Chung has received the American Academy of Pediatrics Young Investigator Award, the Medical Achievement Award from Bonei Olam and a career development award from Doris Duke Charitable Foundation, and is a member of the Dade County Hall of Fame. A renowned teacher and mentor, she is a member of the Glenda Garvey Teaching Academy and has won many awards for teaching, including the Charles W. Bohmfalk Award for Distinguished Contributions to Teaching, the American Medical Women’s Association Mentor Award, and the Columbia University Presidential Award for Outstanding Teaching. In 2014, Chung delivered a frequently viewed TED Talk, “What We Know About Autism.”
Amy Daniels, Ph.D.
Senior Program Manager
Amy Daniels is the Project Manager of SPARK, a SFARI-led research study to recruit, engage, and retain a cohort of 50,000 individuals with autism and their immediate family members. As Project Manager, Daniels oversees the day-to-day activities of SPARK from recruitment efforts to online participation to the recontacting of families to participate in new research efforts. She joined the Simons Foundation in 2015 after working as assistant director of public health research at Autism Speaks. At Autism Speaks, Daniels oversaw the Global Autism Public Health portfolio in Europe, Russia, and the former Soviet republics, focusing on awareness, research, and building service capacity.
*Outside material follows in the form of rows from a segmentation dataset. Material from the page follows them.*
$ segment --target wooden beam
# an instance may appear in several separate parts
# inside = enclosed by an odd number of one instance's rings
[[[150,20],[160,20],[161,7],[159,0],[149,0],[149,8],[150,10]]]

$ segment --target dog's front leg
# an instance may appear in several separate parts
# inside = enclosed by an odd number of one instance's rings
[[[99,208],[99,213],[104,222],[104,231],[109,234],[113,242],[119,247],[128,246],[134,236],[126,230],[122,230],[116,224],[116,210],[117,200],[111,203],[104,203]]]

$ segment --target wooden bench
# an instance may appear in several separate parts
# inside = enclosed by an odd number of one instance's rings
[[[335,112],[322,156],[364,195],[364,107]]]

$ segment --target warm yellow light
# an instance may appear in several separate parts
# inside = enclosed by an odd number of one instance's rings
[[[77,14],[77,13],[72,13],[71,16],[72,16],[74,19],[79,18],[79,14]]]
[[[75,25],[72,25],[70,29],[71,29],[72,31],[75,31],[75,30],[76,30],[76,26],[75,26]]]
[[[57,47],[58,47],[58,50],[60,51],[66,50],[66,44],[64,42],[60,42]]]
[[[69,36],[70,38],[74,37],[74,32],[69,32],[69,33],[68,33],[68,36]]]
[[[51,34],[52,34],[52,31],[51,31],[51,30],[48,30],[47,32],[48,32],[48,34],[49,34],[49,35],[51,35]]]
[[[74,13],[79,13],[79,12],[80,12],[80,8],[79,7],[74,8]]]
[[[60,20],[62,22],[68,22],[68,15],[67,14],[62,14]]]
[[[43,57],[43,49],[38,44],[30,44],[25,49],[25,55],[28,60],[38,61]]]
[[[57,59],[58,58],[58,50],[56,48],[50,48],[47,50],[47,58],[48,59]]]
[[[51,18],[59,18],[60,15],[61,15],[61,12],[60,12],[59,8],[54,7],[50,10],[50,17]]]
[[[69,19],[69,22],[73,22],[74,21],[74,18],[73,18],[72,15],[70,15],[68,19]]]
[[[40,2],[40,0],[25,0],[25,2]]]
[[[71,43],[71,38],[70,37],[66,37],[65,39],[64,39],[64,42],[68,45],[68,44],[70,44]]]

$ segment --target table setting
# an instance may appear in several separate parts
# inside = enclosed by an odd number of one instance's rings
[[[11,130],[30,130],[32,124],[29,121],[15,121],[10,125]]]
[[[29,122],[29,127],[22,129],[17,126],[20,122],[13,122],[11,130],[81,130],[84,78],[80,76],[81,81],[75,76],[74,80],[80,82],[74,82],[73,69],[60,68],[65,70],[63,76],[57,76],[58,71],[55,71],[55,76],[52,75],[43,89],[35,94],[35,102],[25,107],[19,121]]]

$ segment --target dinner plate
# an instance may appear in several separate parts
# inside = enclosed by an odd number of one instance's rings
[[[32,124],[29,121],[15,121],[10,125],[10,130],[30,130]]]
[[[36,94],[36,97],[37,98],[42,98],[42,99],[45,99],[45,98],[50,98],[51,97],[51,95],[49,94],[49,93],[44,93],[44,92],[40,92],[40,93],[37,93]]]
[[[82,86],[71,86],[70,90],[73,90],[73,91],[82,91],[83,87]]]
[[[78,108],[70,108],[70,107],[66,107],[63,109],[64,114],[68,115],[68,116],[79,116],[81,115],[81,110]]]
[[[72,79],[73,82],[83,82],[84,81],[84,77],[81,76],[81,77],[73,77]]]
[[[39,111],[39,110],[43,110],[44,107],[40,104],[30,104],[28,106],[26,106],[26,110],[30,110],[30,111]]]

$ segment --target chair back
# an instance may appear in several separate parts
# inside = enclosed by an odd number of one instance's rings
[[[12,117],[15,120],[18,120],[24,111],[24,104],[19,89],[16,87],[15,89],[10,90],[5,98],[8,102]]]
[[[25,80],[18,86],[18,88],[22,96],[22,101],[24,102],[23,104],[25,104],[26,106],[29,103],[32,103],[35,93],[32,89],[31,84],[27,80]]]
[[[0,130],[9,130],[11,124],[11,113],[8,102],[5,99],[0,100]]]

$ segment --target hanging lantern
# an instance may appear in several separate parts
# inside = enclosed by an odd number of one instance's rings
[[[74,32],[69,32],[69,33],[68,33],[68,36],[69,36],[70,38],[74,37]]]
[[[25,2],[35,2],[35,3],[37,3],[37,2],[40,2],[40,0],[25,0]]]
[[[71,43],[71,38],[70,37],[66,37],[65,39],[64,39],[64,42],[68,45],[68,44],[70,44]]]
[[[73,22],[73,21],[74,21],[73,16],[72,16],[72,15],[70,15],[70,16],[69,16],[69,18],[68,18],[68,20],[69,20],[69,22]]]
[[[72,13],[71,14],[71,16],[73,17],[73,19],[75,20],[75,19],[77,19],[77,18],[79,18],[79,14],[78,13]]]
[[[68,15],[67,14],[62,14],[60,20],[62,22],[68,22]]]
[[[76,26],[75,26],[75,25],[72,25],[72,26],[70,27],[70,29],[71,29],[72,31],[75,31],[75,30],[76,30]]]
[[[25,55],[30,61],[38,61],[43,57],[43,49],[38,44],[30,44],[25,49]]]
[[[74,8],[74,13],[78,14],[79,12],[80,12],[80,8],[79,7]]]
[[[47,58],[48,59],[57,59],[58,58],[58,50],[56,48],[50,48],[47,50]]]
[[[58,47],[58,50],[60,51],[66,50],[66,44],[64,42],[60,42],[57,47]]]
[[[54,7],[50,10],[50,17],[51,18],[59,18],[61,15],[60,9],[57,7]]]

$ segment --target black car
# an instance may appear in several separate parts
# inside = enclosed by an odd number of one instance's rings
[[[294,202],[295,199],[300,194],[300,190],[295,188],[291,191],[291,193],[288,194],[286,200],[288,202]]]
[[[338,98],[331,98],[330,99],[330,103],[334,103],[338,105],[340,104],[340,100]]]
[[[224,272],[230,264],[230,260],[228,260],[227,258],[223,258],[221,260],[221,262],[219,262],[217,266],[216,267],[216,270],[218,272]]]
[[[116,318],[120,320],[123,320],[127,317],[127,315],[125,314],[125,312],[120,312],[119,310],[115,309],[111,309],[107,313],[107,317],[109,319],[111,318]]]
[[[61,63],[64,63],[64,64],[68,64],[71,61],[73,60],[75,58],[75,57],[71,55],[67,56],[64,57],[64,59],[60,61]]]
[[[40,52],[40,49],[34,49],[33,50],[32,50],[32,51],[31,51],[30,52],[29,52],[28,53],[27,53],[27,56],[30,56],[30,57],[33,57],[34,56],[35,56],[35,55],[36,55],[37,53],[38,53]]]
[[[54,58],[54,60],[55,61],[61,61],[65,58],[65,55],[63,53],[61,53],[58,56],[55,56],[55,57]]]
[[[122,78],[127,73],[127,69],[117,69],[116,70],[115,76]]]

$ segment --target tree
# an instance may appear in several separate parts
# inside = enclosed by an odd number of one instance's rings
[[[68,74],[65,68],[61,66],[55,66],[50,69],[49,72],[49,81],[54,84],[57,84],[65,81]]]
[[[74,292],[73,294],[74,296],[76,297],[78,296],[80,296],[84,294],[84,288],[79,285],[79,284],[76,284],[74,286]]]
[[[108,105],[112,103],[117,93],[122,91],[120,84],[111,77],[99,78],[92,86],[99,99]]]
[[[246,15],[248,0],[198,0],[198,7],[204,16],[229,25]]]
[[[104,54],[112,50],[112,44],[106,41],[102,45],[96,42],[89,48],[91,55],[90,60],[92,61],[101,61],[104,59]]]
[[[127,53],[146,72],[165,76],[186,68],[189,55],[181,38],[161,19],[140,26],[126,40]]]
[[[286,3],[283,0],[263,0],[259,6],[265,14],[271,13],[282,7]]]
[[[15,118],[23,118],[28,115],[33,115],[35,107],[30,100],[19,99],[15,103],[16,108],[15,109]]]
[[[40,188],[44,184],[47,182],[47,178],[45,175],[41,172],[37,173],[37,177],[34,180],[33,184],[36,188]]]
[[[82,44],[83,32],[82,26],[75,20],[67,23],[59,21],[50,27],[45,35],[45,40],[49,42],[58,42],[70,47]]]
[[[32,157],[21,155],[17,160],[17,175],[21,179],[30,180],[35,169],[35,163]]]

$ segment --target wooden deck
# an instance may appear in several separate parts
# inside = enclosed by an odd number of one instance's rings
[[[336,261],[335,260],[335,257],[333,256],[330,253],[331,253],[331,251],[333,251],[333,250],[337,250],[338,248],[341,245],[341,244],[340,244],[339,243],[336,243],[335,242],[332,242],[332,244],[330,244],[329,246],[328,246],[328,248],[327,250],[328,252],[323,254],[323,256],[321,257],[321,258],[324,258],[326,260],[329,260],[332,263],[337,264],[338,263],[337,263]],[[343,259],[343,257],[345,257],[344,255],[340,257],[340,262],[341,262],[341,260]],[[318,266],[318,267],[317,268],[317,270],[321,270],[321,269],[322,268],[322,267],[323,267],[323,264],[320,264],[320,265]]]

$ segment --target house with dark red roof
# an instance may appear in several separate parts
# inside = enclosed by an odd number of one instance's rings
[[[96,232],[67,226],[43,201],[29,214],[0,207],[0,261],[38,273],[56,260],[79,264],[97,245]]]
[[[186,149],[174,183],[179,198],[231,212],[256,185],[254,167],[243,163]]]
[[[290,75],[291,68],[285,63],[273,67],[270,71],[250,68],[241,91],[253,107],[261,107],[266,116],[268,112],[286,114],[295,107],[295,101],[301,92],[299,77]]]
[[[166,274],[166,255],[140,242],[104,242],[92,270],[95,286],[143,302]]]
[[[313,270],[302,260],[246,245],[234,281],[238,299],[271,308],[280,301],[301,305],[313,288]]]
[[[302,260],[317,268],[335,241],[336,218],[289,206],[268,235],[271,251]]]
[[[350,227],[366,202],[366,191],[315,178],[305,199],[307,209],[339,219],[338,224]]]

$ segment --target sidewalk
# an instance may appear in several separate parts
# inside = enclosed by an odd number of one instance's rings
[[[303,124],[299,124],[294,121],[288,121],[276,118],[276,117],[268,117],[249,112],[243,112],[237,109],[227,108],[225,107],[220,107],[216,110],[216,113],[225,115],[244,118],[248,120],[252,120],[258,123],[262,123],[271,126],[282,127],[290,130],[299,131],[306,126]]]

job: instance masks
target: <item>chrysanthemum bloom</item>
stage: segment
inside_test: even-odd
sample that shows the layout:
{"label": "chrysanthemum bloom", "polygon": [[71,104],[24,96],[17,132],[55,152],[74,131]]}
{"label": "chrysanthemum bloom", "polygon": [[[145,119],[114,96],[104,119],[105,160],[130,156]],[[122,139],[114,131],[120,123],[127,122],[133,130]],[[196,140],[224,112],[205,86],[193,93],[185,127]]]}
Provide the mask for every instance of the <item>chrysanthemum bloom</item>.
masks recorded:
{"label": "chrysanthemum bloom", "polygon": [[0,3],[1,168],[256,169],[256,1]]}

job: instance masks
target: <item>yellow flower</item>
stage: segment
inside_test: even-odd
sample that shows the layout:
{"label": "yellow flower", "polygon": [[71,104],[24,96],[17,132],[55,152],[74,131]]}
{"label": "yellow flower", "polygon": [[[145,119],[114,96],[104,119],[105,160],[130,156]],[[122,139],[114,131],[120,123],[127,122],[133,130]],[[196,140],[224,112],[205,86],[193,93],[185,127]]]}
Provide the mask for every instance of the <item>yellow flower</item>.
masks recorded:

Before that, Daniels was project director of the Behavioral Health Leadership Institute, where she evaluated community-based treatment programs for individuals with behavioral health problems, and research coordinator at the Interactive Autism Network. She holds a B.A. from the University of Michigan and an M.H.S. and Ph.D. in Public Health from Johns Hopkins Bloomberg School of Public Health.
Pamela Feliciano, Ph.D.
As a Senior Scientist with SFARI, Pamela Feliciano is deeply involved in the development and management of several projects whose mission is to build research cohorts of individuals with autism. She is also involved in SFARI’s efforts to develop objective and reliable outcome measures for autism clinical trials. Feliciano joined the Simons Foundation in 2013 and has a son with autism. Previously, Feliciano worked as a senior editor at Nature Genetics, where she was responsible for managing the peer review process for research publications in all areas of genetics. While at Nature Genetics, Feliciano was engaged with the scientific community, attending conferences and giving talks and workshops on editorial decision making at academic institutions worldwide. Feliciano holds a B.S. from Cornell University, an M.S. from New York University and a Ph.D. in developmental biology from Stanford University. The journal Science named her Ph.D. thesis work on the parallel evolution of wild populations of three-spine stickleback fish part of the “Breakthrough of the Year” in 2005.